Pero quizá ese mismo final tragico para mi andadura en Ubi Sunt? -y del que, por cierto, solo me arrepiento de mis formas no del fondo que me llevo a salir de allí- me hizo perder perspectiva hacia la propia asociación. Una Asociación que nació con el espirítu de ser referente para los estudiantes, que se cargó de sueños utópicos y que se creyó herramienta valida para el aprendizaje de sus componentes. Mucho tiempo después -¡ya ha llovido desde aquel segundo de carrera mágico que vivimos-, muchos de nosotros encontramos nuestro sitio en la historia: Santiago Moreno se encuentra entre las cabezas mejorpensantes de la Memoria Histórica, con una gran trayectoria profesional a sus espaldas; Olga Bueno es de las más importantes firmas sobre Costus; José J. está subiendo en el mundo de la Historia del Cómic y prontó verá su segundo libro sobre el tema publicado (Historia de la Marvel, ed. Dolmen); Gema León es una de las grandes especialistas en Historia de la Musica gaditana; Virtudes también publicó sus historias sobre la represión,  Javier L. en el mundo de la gestión cultural y de fundaciones;... y yo mismo no me puedo quejar. Otros, quizá, encontraron su lugar en otro rincon, normalmente volcados a la docencia.

Lo cierto, es que aquel grupo fue labrandose su posición en el mundillo histórico local; sin dejar de lado el crecimiento brutal de la propia asociación que ya es un referente para otros muchos, dentro y fuera de la Universidad de Cádiz y que ha sido reconocida con diversos premios. Pero, quizá, en un momento olvidamos para que nació Ubi Sunt?, que debía ser herramienta para los que vinieran detrás, para estudiantes con ganas de comerse el mundo y aprender; para gente que amase la historia tanto como nosotros, que ya comenzamos a ser historiadores autonomos.

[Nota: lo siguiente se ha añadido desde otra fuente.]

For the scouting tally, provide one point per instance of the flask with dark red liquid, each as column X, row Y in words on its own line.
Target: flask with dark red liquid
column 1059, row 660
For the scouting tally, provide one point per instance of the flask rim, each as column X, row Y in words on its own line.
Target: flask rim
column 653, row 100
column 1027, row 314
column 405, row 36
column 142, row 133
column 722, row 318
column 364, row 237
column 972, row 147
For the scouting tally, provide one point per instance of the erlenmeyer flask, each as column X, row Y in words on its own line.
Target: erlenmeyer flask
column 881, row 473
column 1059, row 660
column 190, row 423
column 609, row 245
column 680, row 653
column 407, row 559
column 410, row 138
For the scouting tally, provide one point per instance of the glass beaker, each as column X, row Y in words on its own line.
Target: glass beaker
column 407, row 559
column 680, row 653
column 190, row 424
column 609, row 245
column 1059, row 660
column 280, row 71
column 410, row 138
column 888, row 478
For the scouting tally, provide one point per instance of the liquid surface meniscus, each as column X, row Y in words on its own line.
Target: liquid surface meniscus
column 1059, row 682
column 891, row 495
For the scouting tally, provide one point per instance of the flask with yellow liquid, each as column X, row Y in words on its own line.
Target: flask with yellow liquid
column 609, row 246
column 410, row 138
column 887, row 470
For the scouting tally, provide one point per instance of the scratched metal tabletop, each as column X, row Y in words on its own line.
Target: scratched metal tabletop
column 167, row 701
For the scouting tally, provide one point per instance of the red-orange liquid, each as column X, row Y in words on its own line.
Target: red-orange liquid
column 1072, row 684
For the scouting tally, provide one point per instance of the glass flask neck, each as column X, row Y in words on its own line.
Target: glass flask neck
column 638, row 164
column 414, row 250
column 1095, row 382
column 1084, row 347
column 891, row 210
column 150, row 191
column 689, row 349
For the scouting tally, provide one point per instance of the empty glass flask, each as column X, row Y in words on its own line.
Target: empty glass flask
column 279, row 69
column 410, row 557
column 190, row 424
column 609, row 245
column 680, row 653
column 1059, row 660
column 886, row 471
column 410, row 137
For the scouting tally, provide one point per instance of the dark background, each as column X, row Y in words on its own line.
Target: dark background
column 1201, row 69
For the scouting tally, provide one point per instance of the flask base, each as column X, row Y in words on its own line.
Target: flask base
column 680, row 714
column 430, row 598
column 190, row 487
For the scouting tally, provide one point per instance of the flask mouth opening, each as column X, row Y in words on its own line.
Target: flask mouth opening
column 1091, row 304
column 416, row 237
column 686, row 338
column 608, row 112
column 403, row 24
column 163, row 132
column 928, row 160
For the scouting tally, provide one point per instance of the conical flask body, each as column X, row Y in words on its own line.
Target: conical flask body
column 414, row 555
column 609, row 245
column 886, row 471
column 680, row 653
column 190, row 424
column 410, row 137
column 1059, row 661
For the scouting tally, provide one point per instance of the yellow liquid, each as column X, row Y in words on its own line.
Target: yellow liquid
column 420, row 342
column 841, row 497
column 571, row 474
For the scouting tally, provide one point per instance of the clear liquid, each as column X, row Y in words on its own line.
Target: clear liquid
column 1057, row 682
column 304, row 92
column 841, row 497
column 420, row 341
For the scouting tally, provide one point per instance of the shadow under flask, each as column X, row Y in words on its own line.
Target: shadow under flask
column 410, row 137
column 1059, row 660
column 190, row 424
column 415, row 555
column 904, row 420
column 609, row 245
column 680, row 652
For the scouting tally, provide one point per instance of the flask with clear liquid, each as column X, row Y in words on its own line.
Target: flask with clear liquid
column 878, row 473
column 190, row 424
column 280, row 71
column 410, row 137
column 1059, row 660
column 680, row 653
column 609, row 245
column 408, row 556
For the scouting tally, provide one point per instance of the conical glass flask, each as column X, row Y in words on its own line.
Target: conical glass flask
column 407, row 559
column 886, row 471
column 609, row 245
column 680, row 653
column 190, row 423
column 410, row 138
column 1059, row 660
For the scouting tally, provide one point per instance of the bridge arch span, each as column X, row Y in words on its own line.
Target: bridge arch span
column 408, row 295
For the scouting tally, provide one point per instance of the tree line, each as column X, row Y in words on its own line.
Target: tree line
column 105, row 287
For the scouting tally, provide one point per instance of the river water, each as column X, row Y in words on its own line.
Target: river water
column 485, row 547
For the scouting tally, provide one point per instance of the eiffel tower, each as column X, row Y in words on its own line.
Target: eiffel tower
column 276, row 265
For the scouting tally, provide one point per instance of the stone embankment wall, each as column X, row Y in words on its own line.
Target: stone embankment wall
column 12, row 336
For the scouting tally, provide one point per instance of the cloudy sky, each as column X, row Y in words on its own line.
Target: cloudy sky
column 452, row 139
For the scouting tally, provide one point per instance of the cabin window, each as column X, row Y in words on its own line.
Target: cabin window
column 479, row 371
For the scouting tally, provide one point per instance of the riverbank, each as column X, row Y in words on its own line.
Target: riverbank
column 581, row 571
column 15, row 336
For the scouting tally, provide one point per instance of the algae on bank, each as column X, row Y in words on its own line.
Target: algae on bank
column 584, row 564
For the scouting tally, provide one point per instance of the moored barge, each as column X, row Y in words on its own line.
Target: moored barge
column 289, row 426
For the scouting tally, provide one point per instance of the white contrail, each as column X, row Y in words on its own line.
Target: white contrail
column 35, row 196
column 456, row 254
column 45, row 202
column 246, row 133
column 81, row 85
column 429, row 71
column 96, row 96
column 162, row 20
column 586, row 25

Aunque, según creo, ya ha comenzado a renovarse con sangre nueva, por lo que le auguro una larga existencia que compensará con esfuerzo e ilusión el largo periodo de crisis económica que, lamentablemente, afectará a la cultura, de la que son referentes gaditanos con 26 revistas de historia, creo que van diez congresos, cuatro o cinco libros publicados, campañas de promoción de la lectura, campaña de Bookcrossing, mesas redondas, exposiciones de arte,...

Pero les hablaba de ayer. Y ayer José Joaquín me recordó todo esto en las palabras más serias que le he oído jamás tras una mesa de Ubi Sunt?. Así que muchas gracías por recordarme todo lo bueno de esta Asociación y tengan por seguro que, desde mi exilio voluntario y definitivo, seguiré apoyando la labor de Ubi Sunt? con todas mis fuerzas y deseando larga vida a esta ya longeva asociación. Deseando de todo corazón que, dentro de diez o veinte años, sean otros los que hablen con añoranza de ella y los que puedan recordar que parte de su bagaje profesional proviene del sueño utópico de unos cuantos chalados amantes de la historia.